I arch a brow. "Because you always do."

She sighs, leaning back in her chair, arms crossed. "I just wanted to see you. Is that a crime?"

I don't answer.

"Fine." I knew it. There's always something.

"I was wondering... can I come watch you play this Saturday?"

"What?" The words barely register. That's... surprising.

She smiles, clearly enjoying my confusion, her eyes crinkling like she's waiting for me to catch up. "I want to see you play."

"You... want to see me play?" I echo her words, still bracing for the catch.

"Yep."

"What's the catch?"

She laughs, shaking her head. "There's no catch, Theodore."

"Fuck no. Please don't say my full name." The name has always felt wrong on me, like I should be some chipmunk or another ridiculous furry animal.

Her laughter only gets louder, and I find myself giving a small smile.

This is nice.

"Fine, but I'm serious," she says, suddenly looking me dead in the eye. "Can I?"

Then she stretches her hand to mine and holds it. A simple touch, but it makes my chest tighten. "Come on, I want to see my son win."

"You'll really come." My voice sounds smaller than I want it to. I shouldn't sound this desperate. I shouldn't want this as much as I do. Dad said the same thing last time, made promises, and I waited... and waited.

But if she really means it...

"Yes, I wanna come. So, yes?" She tilts her head, eyes bright with something eager, something real.

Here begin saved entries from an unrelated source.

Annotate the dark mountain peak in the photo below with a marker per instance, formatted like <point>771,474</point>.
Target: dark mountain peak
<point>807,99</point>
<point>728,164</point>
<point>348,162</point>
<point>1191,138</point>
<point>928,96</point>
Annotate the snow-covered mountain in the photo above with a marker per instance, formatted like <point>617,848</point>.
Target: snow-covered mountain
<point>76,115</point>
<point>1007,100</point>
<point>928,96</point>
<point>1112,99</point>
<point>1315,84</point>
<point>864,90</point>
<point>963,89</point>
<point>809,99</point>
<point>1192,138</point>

I swallow down the lump in my throat and nod slowly.

"Yeah... You can come."

She squeezes my hand once before letting go, and I feel the warmth linger. "Good," Mom says, leaning back in her chair. "I can't wait."

I nod, but my stomach twists. I should be happy. I am happy. But beneath it, there's this gnawing fear, this little voice whispering, What if she doesn't show up?

It wouldn't be the first time.

I stare at the table, pretending to focus on a scratch in the wood. "You know... you don't have to come just because you feel bad or something."

She frowns. "What?"

I shrug, trying to play it off, but my throat feels tight. "I mean, don't say yes if you don't actually want to."

She sighs, shifting in her seat. "Theo, I want to be there." Her voice softens. "I know I haven't always been... but I want to be now."

I force out a small laugh, but it sounds hollow. "Yeah, okay."

She studies me for a milisecond before reaching out again, this time brushing her fingers over my knuckles. "I mean it."

I want to believe her.

God, I want to believe her so badly.

But I've been that kid before-the one who sat by the window, staring at the driveway, waiting. The one who jumped at every car door slamming outside, hoping it was her. The one who swore, after enough letdowns, that he wouldn't wait anymore.

I don't want to be that kid again. Never again.

She watches me for a second like she wants to say something more, but then she just nods. "I'll be there. Promise."

I hope so.

But I don't say that.

Instead, I force a small smile. "Okay."